In [None]:
#
# SciPy Teen Track Morning Session
# Part 1 (Before Break)
# Emily Quinn Finney
#

# Introduction
# Time estimate: 10 min
"""
Today we are going to review the basics of Python, including some of its
special built-in objects. We will also study other SciPy packages useful
for data analysis. These include NumPy ("Numerical Python"), which helps
analyze numerical data with many-dimensional tables called arrays, and
matplotlib ("Matlab Plot Library"), which helps visualize data with various
plotting tools. We will go through examples of Python code, as well as
write our own scripts. At the end of the day, we will do a mini-analysis
that puts all those skills together.

We will have a morning session and an afternoon session, each of which
will have a fifteen-minute break in the middle. Bathrooms are located _,
and please no eating and drinking in the conference room(?).

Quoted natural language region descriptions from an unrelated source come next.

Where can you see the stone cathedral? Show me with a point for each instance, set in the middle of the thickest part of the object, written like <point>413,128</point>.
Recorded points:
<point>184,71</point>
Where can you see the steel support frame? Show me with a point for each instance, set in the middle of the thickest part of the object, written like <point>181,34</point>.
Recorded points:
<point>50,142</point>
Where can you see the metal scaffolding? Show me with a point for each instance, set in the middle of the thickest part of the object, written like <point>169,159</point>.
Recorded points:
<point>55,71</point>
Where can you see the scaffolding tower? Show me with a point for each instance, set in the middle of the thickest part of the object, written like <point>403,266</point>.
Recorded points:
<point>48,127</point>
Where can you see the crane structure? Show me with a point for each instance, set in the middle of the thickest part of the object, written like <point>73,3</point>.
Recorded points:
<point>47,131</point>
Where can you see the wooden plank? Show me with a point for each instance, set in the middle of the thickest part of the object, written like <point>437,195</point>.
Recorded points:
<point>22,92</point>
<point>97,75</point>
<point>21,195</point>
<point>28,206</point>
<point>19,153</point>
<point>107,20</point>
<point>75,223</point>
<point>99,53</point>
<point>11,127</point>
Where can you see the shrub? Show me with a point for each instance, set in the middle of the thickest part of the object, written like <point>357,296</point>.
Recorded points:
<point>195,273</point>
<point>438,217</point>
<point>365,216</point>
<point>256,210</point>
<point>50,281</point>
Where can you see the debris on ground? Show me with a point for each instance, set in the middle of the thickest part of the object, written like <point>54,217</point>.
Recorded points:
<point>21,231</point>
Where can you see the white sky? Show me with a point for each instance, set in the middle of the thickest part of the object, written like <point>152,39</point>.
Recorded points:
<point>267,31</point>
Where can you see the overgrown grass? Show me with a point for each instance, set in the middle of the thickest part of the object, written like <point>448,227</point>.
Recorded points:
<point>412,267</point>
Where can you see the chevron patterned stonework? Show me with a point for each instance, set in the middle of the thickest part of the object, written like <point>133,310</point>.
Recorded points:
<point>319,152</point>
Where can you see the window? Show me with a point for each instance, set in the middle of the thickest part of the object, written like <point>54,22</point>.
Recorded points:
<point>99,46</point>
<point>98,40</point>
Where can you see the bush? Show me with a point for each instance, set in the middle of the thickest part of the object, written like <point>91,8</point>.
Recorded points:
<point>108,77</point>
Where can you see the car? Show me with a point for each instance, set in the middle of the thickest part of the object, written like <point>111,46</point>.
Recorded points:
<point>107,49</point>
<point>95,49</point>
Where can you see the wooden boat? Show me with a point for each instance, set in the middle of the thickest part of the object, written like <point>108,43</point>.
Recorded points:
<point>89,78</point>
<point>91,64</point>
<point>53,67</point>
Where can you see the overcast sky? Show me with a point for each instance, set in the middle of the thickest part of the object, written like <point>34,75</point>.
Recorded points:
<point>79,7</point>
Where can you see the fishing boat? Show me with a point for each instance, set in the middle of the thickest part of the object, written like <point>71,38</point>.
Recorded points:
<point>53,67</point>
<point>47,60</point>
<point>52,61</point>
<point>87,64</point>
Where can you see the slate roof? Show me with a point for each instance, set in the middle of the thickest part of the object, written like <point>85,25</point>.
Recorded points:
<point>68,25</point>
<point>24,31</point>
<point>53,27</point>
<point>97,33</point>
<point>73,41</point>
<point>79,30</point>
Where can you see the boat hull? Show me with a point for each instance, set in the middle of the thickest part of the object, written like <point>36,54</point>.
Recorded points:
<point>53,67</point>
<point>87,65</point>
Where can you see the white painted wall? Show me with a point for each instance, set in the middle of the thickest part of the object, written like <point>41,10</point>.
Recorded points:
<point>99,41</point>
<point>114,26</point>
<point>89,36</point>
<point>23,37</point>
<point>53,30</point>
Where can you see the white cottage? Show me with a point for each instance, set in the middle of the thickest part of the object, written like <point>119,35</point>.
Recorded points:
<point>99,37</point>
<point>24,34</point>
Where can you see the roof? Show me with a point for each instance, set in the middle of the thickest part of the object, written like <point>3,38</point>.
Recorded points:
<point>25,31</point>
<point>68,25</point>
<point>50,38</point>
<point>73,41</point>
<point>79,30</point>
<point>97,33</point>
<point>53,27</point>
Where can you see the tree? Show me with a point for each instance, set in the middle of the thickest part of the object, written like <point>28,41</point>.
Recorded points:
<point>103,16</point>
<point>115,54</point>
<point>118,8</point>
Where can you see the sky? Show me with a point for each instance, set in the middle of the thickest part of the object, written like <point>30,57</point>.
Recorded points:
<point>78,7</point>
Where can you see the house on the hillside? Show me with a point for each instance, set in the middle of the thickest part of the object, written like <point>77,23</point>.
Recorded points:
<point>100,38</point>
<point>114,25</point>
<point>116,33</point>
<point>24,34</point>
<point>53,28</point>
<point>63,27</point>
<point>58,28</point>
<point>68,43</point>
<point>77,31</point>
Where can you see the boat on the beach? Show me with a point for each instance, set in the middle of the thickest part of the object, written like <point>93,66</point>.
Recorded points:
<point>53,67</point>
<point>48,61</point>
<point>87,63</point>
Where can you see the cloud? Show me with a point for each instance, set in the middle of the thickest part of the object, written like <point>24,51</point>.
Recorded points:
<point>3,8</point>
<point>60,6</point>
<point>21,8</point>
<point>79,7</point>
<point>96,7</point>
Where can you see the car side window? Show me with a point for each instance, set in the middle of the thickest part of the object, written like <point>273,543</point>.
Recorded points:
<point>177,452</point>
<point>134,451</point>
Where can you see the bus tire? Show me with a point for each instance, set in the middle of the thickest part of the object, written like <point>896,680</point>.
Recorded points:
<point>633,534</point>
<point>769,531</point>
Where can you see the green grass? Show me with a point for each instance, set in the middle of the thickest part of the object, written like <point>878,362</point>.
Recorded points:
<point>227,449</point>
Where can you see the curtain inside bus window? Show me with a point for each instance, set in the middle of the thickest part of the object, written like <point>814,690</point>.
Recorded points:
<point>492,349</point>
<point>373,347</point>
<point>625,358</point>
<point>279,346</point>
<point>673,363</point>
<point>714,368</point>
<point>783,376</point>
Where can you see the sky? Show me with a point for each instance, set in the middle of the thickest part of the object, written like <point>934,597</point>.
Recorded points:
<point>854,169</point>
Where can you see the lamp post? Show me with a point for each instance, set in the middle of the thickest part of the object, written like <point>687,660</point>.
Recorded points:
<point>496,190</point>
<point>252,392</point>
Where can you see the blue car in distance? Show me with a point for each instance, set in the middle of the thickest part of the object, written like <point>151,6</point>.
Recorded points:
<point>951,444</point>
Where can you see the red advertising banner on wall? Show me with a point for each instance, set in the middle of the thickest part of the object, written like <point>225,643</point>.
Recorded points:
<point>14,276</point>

Here's our tentative schedule:
9am-10:30am   Introduction to Jupyter Notebooks. Introduction to basic
              Python syntax (data types, if/else statements, for/while
              loops, indexing, string slicing). 

10:45am-12pm  Introduction to more advanced data types (dictionaries,
              lists, sets) and their functionality. Introduction to
              importing packages. Brief introduction to NumPy. 

1:30pm-3pm    Introduction to functions. Introduction to matplotlib.
              We'll start to learn what's cool in our IMDB data by
              making plots of movie popularity.

3:15pm-5pm    Mini-analysis of the IMDB data set.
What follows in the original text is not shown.